Archives of General PsychiatrySoldiers who risk their lives for the nation apparently exhibit certain cognitive changes post war. A study was conducted to see if neuro – psychological changes transpire following deployment to war zones. The result of the study apparently claimed that post-traumatic stress disorder seemed to be linked to attention deficits in soldiers, one year after returning from Iraq. Additionally, severe combat experiences could be connected with faster reaction times in spite of of how lately a soldier was deployed.

According to background information in the article, preceding research has apparently proposed that as soldiers face extended nerve-racking and life-threatening situations, changes in their brains direct their cognitive thinking, learning and memory resources towards survival. For example, they may react to unsafe events more rapidly while losing the skill to concentrate, learn and remember events not related to battle.

The authors commented, “However, it remains unknown whether deployment-related neuropsychological changes persist over time, are associated with stress-related factors (e.g., combat intensity, posttraumatic stress disorder [PTSD] symptoms and depressive reactions) or are better accounted for by demographic and contextual variables.”

About 268 male and female, regular, active-duty soldiers who served between 2003 and 2006 were examined by Brian P. Marx, Ph.D., of Veterans Affairs Boston Healthcare System and Boston University School of Medicine, and colleagues. Neuropsychological tests were given to every soldier which gauged response time, attention and memory prior to and post deployment.

A group of 164 soldiers was evaluated both instantly and one year following their return, whereas a second group of 104 who returned more lately, were reviewed before deployment and then a median (midpoint) of 122 days after returning. The evaluation also apparently recorded demographic and military information. It further observed threat issues for neuropsychological disorders and combat intensity along with emotional anguish.

The authors mentioned, “Greater PTSD symptoms were associated with poorer attention in soldiers tested at one-year follow-up but not in recently returned soldiers. Greater combat intensity was associated with enhanced reaction time, irrespective of time since return.”

Neither depression nor alcohol use and head injury were apparently linked with changes in neuropsychological functioning.
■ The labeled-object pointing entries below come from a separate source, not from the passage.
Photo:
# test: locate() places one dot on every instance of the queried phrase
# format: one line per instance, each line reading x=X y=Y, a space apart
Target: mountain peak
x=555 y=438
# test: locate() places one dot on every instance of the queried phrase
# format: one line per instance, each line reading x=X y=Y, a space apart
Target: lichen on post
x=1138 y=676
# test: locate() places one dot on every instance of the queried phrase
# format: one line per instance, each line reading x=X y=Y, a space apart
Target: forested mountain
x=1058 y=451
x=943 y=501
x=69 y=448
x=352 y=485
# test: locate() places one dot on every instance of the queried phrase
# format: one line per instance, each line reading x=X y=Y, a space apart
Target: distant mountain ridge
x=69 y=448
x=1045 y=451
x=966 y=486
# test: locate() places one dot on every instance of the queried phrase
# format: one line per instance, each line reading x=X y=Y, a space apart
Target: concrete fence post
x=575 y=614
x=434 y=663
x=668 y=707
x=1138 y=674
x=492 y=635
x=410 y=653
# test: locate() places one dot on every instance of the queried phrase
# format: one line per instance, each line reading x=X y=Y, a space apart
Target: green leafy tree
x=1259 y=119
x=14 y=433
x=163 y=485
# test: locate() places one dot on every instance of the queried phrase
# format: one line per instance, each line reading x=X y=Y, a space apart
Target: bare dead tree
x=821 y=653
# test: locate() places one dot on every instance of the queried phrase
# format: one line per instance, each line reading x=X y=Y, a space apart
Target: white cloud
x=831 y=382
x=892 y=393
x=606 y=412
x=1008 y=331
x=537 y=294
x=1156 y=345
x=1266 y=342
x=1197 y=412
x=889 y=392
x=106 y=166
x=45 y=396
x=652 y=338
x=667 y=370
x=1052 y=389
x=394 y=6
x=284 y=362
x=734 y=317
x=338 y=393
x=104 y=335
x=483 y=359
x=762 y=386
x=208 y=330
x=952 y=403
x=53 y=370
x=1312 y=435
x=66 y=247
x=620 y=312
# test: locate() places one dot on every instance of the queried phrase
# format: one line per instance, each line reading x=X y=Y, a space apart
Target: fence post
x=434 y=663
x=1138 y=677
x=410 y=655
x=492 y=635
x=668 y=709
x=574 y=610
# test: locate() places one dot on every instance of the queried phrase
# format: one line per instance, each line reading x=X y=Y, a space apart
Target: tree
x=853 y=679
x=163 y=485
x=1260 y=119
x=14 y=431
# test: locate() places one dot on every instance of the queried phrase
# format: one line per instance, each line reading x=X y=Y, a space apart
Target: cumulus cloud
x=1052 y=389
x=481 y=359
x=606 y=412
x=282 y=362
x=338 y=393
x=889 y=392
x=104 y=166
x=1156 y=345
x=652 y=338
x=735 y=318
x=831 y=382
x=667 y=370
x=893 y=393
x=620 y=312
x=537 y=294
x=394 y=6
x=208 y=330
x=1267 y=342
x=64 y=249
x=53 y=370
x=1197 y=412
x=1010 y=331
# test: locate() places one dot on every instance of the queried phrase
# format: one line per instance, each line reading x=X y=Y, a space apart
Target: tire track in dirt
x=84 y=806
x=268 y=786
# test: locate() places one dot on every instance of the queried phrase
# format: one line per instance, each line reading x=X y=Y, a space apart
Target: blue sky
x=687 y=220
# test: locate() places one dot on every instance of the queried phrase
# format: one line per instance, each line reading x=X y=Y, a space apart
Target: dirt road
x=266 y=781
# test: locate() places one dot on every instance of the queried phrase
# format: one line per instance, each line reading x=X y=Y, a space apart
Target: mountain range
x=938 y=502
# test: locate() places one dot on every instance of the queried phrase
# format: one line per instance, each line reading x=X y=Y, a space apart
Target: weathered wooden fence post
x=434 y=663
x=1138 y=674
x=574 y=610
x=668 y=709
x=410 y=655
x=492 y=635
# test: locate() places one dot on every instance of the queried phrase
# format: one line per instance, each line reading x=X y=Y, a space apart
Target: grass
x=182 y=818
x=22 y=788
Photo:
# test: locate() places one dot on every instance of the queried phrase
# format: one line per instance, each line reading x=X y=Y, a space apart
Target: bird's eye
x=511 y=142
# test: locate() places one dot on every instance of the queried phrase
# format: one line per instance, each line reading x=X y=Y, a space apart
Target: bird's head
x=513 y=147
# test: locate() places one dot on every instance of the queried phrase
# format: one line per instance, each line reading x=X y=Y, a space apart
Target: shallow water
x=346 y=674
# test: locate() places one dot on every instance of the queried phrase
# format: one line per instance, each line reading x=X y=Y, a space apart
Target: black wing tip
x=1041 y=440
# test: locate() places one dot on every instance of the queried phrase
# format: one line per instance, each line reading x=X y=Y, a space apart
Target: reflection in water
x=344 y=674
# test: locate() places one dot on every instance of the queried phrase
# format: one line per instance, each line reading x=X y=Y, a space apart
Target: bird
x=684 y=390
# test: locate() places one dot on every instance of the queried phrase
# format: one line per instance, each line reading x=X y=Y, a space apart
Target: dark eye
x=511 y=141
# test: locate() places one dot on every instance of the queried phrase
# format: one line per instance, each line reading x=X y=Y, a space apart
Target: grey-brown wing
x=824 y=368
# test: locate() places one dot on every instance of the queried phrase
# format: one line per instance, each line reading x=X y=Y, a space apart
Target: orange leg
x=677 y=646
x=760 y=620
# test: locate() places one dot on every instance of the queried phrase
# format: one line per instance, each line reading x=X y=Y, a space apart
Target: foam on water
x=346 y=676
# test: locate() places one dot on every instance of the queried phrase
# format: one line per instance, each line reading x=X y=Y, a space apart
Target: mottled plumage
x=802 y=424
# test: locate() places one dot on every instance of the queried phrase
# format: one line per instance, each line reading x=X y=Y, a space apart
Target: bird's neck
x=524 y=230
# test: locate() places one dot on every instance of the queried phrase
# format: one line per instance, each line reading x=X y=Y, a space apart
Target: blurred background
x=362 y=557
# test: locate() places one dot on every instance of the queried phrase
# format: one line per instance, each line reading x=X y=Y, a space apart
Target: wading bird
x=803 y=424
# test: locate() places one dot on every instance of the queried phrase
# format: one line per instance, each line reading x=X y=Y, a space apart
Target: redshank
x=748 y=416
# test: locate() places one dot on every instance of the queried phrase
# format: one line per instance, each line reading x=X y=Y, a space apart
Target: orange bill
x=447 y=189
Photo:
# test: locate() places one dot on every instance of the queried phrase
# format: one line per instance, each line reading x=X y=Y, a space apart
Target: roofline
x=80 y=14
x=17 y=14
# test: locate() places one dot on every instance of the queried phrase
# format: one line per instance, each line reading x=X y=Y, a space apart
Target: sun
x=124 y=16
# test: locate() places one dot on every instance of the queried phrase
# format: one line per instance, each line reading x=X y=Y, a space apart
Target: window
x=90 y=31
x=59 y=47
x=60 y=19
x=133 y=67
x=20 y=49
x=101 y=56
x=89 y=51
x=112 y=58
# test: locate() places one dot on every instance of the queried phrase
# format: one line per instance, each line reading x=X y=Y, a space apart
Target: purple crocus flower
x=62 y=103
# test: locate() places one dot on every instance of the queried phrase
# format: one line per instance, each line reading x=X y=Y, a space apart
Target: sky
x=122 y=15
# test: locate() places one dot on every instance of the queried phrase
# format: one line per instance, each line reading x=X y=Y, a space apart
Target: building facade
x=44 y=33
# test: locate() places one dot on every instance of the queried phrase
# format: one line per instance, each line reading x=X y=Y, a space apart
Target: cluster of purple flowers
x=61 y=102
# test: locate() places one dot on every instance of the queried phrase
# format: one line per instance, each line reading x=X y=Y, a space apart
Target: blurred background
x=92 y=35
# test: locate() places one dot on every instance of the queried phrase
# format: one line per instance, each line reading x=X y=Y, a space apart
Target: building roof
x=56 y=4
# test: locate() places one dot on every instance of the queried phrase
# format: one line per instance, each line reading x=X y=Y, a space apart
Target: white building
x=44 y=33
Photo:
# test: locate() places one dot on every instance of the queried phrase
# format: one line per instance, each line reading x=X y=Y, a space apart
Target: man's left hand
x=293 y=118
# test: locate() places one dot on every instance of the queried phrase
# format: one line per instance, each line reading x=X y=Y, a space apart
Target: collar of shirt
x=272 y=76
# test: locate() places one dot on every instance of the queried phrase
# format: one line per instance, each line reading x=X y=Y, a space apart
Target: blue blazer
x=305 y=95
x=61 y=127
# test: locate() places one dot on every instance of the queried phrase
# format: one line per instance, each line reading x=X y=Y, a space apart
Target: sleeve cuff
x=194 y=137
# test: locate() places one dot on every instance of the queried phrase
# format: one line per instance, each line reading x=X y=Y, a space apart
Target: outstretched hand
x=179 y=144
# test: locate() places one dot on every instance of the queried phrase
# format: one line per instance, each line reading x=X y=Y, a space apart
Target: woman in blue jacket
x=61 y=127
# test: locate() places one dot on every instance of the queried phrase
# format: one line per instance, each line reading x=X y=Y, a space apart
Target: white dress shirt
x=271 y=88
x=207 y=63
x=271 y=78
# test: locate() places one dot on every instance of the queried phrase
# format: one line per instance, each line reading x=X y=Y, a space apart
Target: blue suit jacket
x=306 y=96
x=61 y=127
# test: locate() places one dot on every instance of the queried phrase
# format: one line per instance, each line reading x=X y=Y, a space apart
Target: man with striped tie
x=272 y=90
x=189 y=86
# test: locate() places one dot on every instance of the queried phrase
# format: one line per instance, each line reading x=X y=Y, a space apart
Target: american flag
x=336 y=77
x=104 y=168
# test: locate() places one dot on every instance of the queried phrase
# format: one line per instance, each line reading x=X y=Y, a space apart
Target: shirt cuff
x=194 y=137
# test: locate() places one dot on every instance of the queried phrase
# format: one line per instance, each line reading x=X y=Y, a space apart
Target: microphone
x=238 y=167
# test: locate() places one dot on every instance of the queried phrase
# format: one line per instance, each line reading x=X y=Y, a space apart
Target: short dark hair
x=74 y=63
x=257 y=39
The authors further added, “Recent findings reveal notably high rates of poor mental health outcomes among U.S. service members upon return from Iraq deployment. Our findings additionally highlight the neuropsychological consequences of chronic PTSD symptoms. Although neuropsychological changes were not profound and, for reaction time, can be construed as desirable in the short term, their significance lies in the demonstration that psychiatric symptoms often reflect more extensive biological changes, including those affecting brain functioning.”

The authors concluded by mentioning that a growing literature demonstrates the significant impact of prolonged and repetitive stress on health factors. For e.g., immune functioning, cardiovascular disease and other systemic medical illnesses that can be traced to the biological stress response. Thus, subtle cognitive changes such as positive or negative linked with combat exposure or PTSD may represent a warning sign relevant to long-term health.

This study was published in the September issue of Archives of General Psychiatry, one of the JAMA/Archives journals.